Obudziłem się z przeświadczeniem, że wszyscy ludzie na ziemi są zjednoczeni. Jesteśmy cząstką Boga jak iskry z ogniska i mamy do Niego wrócić!

    Karetką pogotowia jedziemy do pacjentki, a ja zacząłem odmawiać: „Zdrowaś Mario"...dopiero po 45 latach pogaństwa odkryłem piękno modlitwy różańcowej.

     Przypomniały się słowa o. Jacka Salija, który napisał, że to  m e l o d i a  duchowa służąca wyciszeniu, bo w niej zawarta jest cała istota wiary chrześcijańskiej:

- w tajemnicach radosnych rozważamy niepojęte wydarzenia (Syn Boży stał się jednym z nas)

- w tajemnicach bolesnych medytujemy nad dziełem odkupienia

- a chwalebne kierują nas ku powołaniu do życia wiecznego.

    Wyobraź sobie, że po czasie wracasz do swojego prawdziwego domu, gdzie wszystko jest wymarzone. Przykre jest to, że ludzie nie wierzą w „życie po życiu” z powrotem do Raju!

    Po latach mogę powiedzieć, że podczas modlitwy w uniesieniu duchowym („zawołaniu przez Boga”) myślenie jest wyłączone, a bliskości Boga z nagłymi błyskami Jego Światłości nie można przekazać naszym językiem. 

    Pacjentka szykowała się, bo jest zabierana do szpitala, a ja w tym robiłem lustrację obejścia. Bardzo lubiłem takie wkraczanie w codzienne życie różnych ludzi. Właśnie podbiegł do mnie malutki piesek spragniony miłości i zaczął się łasić, a po głaskaniu był bardzo zadowolony.

    Gospodyni ma aż 5 wielkich kogutów. Każdy z nich - wg swojego sprytu - na moich oczach wołał do siebie partnerki...udawał, że wygrzebał z ziemi smaczny kąsek. Tak unikał zatargów z innym królami podwórka, bo kury same do niego leciały!

    Dzisiaj, gdy to przepisuję (01.01.2013) pani Gesslerowa trafiła do karczmy „Polany” pod Giewontem, gdzie serwowano rosół - wodę!

    Przypomniał się test, który robiła mi ateistka-specjalistka z psychiatrii podczas badania mojej łaski wiary. Podała mi do wypełnienia „ruski” test, gdzie było pytanie o rosół. Jest jasne, że nie ma rosołu bez wody i mięsa, ale dla mnie najważniejszy był pieprz.

    Tak potwierdziła „brak kojarzenia”, a dodatkowo oskarżyła mnie o pisanie anonimów do jej pracy.

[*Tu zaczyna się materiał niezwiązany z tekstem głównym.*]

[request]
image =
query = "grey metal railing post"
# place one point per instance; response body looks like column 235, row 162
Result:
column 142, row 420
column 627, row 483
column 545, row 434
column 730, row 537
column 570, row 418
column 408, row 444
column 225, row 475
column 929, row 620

Anonimy pisała, ale razwiedka, bo po latach „szpiegostwa” miałem stać się chorym psychicznie (urojenie prześladowcze). To typowa metoda na śledzonych, bo przecież niemożliwe jest, aby tylu ludzi chodziło za gościem...

    Nie mogę przypomnieć sobie nazwiska kierowcy karetki, bo jeden z nich miał ksywę: kogut...sam zobacz ile skojarzeń duchowych daje zwykłe zdarzenie!